If you want to scale the whole dataset:

```
zdf <- scale(df)
zdf
```

```
## x y
## [1,] -1.15057698 -1.4556507
## [2,] -0.73965663 -0.4159002
## [3,] -0.05478938 0.1039750
## [4,] 0.63007787 0.6238503
## [5,] 1.31494512 1.1437255
## attr(,"scaled:center")
## x y
## 20.4 7.6
## attr(,"scaled:scale")
## x y
## 7.300685 3.847077
```

NOTE: These variables now have a mean of 0 and sd of 1 (also a variance of 1).

A one unit change is a one standard deviation change.
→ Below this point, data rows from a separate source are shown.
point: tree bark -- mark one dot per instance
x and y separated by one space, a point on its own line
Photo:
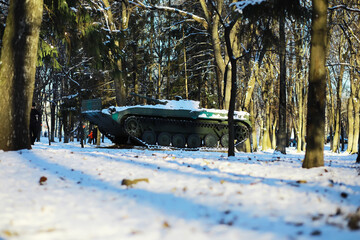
17 72
314 155
281 143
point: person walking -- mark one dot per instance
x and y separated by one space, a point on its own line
34 122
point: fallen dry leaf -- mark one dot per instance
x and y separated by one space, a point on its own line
42 180
130 183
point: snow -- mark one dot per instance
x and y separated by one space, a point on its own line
187 195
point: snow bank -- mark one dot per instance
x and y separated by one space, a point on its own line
63 191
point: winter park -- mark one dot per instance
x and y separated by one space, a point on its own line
179 119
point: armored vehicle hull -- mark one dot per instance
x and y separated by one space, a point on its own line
179 124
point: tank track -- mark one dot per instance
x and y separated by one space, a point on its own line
179 122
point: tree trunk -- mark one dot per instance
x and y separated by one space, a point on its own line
314 155
350 113
281 143
336 139
355 146
17 72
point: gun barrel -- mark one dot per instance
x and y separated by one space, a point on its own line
157 101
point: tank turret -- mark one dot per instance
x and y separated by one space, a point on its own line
149 99
171 123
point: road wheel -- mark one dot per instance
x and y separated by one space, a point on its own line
225 140
149 137
164 139
211 140
179 140
132 127
194 141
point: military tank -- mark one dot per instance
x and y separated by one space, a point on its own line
169 123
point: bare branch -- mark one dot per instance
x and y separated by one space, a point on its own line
345 8
198 19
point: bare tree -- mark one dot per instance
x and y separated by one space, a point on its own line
17 72
314 156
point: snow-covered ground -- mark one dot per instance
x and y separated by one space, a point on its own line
64 191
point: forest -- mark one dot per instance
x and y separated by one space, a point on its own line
256 52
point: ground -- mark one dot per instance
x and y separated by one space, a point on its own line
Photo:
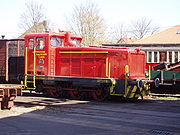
152 116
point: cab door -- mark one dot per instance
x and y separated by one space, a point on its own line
36 56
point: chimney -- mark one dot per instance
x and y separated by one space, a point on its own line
2 36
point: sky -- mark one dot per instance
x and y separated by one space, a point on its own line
163 13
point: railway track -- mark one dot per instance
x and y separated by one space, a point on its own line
150 116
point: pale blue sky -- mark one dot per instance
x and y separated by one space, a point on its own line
164 13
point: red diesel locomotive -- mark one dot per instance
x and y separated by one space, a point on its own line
57 64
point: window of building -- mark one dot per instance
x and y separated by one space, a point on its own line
40 43
163 57
150 57
155 57
170 57
176 56
56 41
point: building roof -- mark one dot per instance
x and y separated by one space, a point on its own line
168 36
37 28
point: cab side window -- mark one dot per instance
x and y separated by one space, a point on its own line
56 41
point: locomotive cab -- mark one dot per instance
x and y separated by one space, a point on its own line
40 51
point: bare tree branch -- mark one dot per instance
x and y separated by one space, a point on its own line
33 15
142 27
87 22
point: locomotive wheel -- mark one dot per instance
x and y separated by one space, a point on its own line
100 94
75 94
56 92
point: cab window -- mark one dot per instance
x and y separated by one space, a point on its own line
56 41
75 41
40 43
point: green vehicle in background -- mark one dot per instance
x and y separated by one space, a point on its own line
168 76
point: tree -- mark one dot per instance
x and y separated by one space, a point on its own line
87 22
116 33
142 27
32 16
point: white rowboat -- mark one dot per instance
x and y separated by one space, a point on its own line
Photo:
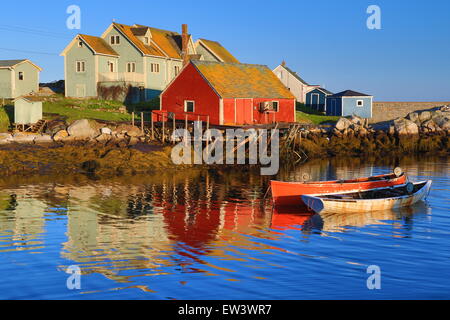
370 200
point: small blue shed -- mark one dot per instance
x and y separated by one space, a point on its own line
348 103
317 99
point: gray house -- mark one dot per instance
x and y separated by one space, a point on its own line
317 99
128 63
348 103
293 82
18 78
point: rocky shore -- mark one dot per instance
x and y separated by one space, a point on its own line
424 132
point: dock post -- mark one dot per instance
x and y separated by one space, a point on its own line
153 126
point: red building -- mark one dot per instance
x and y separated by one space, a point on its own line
229 93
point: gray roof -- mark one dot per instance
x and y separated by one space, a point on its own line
296 75
350 93
10 63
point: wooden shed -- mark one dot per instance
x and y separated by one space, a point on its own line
27 110
229 94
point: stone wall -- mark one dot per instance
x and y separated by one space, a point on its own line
385 111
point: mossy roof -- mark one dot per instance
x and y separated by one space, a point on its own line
218 50
235 80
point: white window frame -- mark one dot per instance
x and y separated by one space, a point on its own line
111 63
82 65
114 40
154 67
131 67
185 106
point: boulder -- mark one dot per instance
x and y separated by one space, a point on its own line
414 117
343 124
424 116
44 139
82 129
406 127
23 138
129 130
106 131
60 135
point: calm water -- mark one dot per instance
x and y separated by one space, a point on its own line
211 236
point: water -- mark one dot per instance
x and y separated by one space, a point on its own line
200 235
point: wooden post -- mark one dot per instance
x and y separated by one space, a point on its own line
153 126
174 127
164 130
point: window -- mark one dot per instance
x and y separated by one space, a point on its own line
189 106
115 40
80 66
131 67
154 67
177 70
111 66
276 106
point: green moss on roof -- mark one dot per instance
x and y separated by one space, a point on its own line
235 80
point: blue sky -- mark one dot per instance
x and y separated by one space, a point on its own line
325 41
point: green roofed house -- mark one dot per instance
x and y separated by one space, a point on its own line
18 78
128 63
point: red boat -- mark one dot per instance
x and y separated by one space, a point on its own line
289 193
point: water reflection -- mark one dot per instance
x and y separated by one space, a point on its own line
189 222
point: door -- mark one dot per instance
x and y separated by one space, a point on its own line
244 111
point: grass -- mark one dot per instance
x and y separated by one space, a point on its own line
76 109
311 116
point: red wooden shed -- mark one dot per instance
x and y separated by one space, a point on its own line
229 93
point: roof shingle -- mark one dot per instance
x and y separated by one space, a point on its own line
235 80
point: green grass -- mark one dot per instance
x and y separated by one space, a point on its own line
76 109
4 120
311 116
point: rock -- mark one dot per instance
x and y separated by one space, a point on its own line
406 127
343 124
44 139
23 138
104 137
414 117
106 131
82 129
424 116
60 135
129 130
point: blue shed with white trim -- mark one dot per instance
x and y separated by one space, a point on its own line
348 103
317 99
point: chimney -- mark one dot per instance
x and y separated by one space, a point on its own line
185 44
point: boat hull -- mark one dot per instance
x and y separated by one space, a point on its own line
287 194
322 206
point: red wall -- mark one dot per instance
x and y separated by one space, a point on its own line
286 111
190 85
NOTE: this is how you interpret standardized beta coefficients in regression. These new measures are now ‘unitless’.

If you get the covariance of the two standardized scores, that will be the correlation (or r),

`cov(zx, zy)`

`## [1] 0.9684438`

```
### You can compare if we just get compute the correlation using the raw scores
cov(zdf)
```

```
## x y
## x 1.0000000 0.9684438
## y 0.9684438 1.0000000
```

`cor(df)`

```
## x y
## x 1.0000000 0.9684438
## y 0.9684438 1.0000000
```

The result is the same. We can convert a covariance matrix into a correlation matrix.

\[cor(x, y) = \frac{cov(x, y)} {sd(x) \times sd(y) }\]

You can take the variances from the covariance matrix (the diagonal) and then take the square root and those will be the standard deviations.

```
#check
cov(df)
```

```
## x y
## x 53.3 27.2
## y 27.2 14.8
```

`sqrt(53.3) #see diagonal`

`## [1] 7.300685`

`sd(df$x)`

`## [1] 7.300685`

`sd(df$y)`

`## [1] 3.847077`

So to convert the covariance of 27.2, we divide it by the product of sd(x) and sd(y).

`27.2 / (sd(df$x) * sd(df$y))`

`## [1] 0.9684438`

Think about it: Can you then convert a correlation matrix to a covariance matrix if all you had is the correlation matrix?